His work has been quoted or mentioned in The New York Times, The Wall Street Journal, Los Angeles Times, The Washington Post, NBC News, Time, The New Yorker, HuffPost USA Today, Business Insider, Yahoo, AOL, MarketWatch, The Atlantic, Bloomberg, New York Post, Chicago Tribune, Forbes, The Guardian and many other major publications. McIntyre has been a guest on CNBC, the BBC and television and radio stations across the country.

A magna cum laude graduate of Harvard College, McIntyre also was president of The Harvard Advocate. Founded in 1866, the Advocate is the oldest college publication in the United States.

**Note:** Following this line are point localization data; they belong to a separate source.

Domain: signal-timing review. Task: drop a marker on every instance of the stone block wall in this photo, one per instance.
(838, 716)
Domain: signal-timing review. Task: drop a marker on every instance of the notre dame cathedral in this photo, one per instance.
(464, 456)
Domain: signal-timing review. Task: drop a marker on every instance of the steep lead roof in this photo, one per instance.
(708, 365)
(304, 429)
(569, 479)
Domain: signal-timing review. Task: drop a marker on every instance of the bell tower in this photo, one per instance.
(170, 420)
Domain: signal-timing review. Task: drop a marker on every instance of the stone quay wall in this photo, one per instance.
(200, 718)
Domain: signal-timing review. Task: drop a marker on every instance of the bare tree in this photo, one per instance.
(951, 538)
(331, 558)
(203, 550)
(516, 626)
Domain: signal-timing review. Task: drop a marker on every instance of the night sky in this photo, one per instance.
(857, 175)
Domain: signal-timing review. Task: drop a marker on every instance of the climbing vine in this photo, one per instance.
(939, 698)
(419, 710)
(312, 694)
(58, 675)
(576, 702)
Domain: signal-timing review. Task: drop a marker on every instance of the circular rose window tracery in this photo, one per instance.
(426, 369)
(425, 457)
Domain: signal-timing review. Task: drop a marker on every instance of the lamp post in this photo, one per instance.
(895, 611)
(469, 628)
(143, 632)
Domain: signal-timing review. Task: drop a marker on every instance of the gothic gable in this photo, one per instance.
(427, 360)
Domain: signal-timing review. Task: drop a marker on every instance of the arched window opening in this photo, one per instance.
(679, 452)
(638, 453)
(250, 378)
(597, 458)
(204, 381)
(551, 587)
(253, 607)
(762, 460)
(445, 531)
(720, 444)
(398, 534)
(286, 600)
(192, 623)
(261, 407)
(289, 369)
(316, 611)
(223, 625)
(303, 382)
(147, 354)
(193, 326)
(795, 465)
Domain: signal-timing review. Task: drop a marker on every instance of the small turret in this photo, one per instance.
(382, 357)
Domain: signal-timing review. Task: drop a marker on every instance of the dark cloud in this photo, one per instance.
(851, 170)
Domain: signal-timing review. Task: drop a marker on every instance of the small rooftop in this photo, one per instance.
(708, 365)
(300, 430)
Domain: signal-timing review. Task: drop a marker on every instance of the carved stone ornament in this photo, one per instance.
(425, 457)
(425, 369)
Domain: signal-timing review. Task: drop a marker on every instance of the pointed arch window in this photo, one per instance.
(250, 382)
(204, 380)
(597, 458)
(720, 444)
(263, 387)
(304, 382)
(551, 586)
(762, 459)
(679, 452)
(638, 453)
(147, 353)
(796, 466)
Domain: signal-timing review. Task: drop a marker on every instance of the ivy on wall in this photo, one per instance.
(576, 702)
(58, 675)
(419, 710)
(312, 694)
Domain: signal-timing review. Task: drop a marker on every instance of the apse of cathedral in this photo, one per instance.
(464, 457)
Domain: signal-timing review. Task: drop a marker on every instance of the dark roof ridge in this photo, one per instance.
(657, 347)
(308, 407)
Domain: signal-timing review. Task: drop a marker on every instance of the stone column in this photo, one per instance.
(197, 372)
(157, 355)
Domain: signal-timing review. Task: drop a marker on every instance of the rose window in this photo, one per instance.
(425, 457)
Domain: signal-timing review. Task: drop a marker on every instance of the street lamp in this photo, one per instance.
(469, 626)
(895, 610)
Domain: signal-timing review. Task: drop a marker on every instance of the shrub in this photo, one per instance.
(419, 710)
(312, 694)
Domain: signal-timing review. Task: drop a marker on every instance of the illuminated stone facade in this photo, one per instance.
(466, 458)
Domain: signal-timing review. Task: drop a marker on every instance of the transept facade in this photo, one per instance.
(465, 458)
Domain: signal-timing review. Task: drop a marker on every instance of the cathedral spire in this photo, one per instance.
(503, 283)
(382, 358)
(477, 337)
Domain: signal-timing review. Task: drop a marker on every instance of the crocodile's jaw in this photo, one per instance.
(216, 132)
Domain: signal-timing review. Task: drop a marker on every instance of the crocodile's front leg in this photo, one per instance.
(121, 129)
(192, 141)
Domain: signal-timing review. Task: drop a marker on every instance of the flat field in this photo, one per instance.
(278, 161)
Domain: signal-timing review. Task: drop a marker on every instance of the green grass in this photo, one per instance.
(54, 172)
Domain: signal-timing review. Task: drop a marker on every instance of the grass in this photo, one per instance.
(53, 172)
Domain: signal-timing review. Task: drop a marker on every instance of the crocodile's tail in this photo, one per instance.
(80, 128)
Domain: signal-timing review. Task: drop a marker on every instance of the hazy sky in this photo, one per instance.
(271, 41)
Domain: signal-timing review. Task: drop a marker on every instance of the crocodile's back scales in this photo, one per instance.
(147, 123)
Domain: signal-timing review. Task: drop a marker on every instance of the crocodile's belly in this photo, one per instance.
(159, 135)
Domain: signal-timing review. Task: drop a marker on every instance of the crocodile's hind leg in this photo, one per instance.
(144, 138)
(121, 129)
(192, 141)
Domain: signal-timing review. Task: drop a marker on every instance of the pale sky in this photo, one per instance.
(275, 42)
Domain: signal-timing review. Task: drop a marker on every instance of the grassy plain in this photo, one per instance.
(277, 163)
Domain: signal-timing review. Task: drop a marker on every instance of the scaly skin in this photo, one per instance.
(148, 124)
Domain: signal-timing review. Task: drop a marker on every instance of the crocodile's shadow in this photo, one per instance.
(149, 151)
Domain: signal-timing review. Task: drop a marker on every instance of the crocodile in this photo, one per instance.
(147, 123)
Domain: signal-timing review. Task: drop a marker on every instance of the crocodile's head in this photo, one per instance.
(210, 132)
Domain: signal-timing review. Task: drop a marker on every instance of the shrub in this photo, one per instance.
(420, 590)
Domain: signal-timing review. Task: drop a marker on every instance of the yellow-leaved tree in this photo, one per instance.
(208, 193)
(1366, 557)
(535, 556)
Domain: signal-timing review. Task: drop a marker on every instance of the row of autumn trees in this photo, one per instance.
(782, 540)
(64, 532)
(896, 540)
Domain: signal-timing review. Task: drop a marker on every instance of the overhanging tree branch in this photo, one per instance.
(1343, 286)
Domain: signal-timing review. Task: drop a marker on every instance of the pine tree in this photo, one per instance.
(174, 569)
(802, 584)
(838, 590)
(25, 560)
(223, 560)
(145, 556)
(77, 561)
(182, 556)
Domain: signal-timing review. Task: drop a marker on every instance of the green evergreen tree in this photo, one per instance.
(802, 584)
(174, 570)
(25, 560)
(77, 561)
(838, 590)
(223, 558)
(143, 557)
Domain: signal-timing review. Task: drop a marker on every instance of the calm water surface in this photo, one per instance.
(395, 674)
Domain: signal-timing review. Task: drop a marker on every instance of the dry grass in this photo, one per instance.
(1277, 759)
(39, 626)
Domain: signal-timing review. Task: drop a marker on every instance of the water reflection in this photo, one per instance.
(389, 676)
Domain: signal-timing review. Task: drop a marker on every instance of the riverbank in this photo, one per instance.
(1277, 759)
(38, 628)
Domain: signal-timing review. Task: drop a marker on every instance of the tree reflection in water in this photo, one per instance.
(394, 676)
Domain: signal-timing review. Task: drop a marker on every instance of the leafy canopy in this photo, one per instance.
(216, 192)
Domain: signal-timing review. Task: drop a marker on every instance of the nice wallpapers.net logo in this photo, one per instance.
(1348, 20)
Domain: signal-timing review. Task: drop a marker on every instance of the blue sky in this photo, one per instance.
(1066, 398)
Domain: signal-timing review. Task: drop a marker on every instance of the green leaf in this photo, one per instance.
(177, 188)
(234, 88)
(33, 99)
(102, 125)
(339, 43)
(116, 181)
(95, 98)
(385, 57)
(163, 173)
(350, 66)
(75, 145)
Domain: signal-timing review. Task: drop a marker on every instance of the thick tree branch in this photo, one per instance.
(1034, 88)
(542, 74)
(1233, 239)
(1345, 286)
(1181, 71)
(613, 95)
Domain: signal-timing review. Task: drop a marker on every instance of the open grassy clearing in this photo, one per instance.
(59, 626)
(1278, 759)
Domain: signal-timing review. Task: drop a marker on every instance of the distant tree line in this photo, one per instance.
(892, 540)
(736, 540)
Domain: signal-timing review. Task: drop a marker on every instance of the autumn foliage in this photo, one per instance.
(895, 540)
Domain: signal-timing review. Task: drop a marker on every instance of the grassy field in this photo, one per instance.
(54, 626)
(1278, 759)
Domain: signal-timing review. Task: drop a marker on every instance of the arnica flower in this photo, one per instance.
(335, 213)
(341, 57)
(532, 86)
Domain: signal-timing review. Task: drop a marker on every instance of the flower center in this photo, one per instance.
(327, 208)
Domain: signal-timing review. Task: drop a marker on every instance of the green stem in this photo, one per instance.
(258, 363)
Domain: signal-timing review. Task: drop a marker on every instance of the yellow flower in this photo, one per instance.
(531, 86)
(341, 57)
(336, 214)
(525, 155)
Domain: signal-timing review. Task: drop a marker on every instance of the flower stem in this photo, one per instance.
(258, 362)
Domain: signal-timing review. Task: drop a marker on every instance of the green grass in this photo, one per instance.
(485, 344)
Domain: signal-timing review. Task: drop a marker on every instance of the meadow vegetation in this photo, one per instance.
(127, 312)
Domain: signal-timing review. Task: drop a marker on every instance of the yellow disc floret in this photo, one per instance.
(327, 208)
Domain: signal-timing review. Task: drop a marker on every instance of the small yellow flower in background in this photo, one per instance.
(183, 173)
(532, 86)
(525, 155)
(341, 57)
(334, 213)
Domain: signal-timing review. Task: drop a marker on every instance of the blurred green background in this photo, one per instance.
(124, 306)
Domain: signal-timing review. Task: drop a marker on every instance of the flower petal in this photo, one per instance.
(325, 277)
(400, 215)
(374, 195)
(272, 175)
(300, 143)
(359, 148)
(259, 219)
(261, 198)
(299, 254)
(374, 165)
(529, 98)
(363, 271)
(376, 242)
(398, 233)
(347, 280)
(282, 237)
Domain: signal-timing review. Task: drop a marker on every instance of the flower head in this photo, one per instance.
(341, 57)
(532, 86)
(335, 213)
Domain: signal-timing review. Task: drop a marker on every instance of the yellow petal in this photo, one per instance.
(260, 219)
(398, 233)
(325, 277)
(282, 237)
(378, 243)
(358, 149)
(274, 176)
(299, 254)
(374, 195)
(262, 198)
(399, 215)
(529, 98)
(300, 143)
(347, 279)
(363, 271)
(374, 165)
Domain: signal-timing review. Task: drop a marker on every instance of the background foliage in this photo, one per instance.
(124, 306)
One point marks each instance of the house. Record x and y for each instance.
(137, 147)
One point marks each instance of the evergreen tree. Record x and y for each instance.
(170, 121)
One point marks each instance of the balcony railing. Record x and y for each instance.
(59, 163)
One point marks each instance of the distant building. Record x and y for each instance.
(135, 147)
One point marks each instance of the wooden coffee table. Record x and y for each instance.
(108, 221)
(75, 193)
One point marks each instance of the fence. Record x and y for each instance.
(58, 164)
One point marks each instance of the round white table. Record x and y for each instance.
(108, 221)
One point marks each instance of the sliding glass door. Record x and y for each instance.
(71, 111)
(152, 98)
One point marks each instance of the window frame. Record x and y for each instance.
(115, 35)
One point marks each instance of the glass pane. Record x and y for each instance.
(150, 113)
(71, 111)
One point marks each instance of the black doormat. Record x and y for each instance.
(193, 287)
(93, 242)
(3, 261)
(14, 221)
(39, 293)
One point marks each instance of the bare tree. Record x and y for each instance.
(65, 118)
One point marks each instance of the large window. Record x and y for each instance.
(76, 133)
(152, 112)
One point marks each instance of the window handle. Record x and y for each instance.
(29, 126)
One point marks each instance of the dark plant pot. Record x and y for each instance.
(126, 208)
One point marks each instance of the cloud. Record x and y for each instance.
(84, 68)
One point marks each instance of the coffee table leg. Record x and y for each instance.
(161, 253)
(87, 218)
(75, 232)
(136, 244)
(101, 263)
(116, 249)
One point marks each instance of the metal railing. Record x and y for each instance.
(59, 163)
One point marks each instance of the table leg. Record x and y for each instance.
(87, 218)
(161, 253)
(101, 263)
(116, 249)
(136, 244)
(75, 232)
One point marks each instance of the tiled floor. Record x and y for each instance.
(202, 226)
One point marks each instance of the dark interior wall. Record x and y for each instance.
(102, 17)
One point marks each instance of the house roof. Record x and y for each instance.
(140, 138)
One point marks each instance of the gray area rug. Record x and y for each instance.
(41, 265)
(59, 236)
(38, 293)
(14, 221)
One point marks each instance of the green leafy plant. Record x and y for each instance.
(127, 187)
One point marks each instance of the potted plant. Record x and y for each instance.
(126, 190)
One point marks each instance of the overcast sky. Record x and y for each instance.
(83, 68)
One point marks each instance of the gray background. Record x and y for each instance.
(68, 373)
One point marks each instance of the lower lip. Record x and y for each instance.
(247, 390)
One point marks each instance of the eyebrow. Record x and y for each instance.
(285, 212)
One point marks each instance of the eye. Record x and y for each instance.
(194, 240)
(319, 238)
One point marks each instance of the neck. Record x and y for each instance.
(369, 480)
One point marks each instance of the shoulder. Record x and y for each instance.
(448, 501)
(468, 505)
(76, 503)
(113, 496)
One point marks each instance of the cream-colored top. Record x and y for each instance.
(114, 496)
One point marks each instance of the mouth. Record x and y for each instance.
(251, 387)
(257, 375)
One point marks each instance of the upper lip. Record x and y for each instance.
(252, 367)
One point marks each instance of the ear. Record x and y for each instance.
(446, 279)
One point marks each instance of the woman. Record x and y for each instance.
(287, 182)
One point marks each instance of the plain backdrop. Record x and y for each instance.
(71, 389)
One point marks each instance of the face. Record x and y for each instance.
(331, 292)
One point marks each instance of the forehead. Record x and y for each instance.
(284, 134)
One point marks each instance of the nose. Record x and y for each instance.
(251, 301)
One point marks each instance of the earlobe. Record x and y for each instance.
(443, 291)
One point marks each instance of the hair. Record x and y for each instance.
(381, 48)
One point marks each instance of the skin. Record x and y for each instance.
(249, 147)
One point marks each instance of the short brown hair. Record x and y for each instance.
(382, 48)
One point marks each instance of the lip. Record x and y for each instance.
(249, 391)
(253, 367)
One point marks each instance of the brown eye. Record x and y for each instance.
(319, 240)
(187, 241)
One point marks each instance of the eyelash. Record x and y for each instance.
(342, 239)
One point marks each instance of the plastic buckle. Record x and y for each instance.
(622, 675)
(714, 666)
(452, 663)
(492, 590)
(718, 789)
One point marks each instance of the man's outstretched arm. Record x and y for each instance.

TheStreet.com, Comps.com and Edgar Online are some of the public companies for which McIntyre served on the board of directors. He was a Vicinity Corporation board member when the company was sold to Microsoft in 2002. He served on the audit committees of some of these companies.

McIntyre has been the CEO of FutureSource, a provider of trading terminals and news to commodities and futures traders. He was president of Switchboard, the online phone directory company. He served as chairman and CEO of On2 Technologies, the video compression company that provided video compression software for Adobe’s Flash. Google bought On2 in 2009.